Akia menolehkan sedikit kepalanya, tanpa menatap pada Clovis.

"Buktinya, Luther dan Yonna. Perasaan yang hadir dalam diri mereka masih bisa terkendali, di batas wajar. Apabila menghadapi sebuah masalah, mereka pun masih dapat menemukan jalan keluar. Kita semua tahu, cinta seperti ini tidak liar dan gila."

"Ralat, setidaknya tidak segila sampai harus mencabut nyawa orang lain," ralat Yonna. 

Secara pribadi, Yonna terkadang merasa seakan diombang-ambingkan oleh perasaan itu sendiri. Hampir setengah emosinya dipengaruhi oleh apa yang ia rasakan dari pasangannya—Luther. Yonna bisa tiba-tiba sedih, murung, bahkan mendadak bahagia karena pesan dari Luther. 

Jika diperkirakan, ia berada di tengah-tengah pendapat Akia dan Clovis. Baginya, cinta itu tidak gila bagai obsesi, tetapi bukan pula sesederhana seperti rasa suka biasa. Meski beberapa hal mengenai hal tersebut masih sulit dijelaskan secara teori. 
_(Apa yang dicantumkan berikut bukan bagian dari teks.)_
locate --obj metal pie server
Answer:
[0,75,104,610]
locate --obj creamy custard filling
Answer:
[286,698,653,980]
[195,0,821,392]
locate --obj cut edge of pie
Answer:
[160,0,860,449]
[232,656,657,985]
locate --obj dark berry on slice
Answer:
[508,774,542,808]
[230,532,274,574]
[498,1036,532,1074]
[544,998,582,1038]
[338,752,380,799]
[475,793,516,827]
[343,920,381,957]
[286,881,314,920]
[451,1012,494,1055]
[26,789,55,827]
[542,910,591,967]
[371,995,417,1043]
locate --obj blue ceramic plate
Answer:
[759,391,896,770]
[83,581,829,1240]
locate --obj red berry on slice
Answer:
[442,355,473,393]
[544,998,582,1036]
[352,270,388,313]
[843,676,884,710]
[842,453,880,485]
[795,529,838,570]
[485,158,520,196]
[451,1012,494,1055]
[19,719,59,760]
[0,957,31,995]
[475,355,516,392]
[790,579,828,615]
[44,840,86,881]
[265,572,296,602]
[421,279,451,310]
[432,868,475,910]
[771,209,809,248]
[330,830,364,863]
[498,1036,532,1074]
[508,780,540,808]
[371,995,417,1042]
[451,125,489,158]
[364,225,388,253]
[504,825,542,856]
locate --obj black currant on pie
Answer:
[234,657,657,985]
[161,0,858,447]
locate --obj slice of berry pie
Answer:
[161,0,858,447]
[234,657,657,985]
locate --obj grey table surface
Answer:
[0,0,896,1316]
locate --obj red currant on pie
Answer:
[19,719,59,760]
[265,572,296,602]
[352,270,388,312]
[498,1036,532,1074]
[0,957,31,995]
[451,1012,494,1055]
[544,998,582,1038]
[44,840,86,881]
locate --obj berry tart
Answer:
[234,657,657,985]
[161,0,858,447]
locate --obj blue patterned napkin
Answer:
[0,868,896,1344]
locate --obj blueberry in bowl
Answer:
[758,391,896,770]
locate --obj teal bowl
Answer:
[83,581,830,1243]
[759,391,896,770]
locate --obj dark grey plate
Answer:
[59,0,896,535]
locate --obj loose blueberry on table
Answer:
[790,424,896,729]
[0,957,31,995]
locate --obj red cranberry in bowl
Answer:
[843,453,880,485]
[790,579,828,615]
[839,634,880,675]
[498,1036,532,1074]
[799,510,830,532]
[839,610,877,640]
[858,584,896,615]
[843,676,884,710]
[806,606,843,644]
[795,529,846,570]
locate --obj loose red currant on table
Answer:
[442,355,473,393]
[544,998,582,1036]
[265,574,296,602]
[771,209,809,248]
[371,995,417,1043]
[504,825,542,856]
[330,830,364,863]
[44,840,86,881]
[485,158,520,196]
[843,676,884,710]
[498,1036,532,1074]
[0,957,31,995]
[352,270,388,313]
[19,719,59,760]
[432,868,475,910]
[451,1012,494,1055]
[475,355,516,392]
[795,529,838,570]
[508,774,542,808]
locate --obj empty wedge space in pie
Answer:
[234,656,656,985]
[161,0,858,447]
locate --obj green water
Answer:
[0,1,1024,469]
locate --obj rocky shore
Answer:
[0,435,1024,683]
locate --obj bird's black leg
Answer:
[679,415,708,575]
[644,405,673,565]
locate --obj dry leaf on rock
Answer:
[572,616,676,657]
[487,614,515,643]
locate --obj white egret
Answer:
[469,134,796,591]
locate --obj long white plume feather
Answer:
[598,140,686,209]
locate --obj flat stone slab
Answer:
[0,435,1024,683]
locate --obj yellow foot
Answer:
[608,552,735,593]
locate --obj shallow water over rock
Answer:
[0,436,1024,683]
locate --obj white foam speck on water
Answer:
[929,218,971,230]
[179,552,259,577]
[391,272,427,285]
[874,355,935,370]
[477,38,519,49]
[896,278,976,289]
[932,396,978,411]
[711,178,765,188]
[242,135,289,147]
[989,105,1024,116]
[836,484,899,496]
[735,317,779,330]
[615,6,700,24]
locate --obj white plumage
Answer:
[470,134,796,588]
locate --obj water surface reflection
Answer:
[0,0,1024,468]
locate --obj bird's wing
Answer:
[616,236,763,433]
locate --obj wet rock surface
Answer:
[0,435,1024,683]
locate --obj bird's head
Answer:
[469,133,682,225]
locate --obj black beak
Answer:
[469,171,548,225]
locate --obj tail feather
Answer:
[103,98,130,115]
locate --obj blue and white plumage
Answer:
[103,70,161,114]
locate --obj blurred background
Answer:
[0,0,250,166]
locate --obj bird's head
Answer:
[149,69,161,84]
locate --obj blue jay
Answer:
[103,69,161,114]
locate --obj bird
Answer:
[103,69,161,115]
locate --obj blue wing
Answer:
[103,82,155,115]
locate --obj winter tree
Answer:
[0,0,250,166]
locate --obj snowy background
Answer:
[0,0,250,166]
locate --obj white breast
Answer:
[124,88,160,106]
Setiap individu memiliki rasa dan pengalaman masing-masing, sehingga hasil pikiran yang tertanam perihal cinta juga berbeda-beda. Terlepas dari pendapat Yonna tentang cinta, ia justru dibuat heran dengan kejadian beberapa hari ini. Sebelumnya bunuh diri, dan semalam saling bunuh. Sepertinya aksi kriminal mulai bermunculan.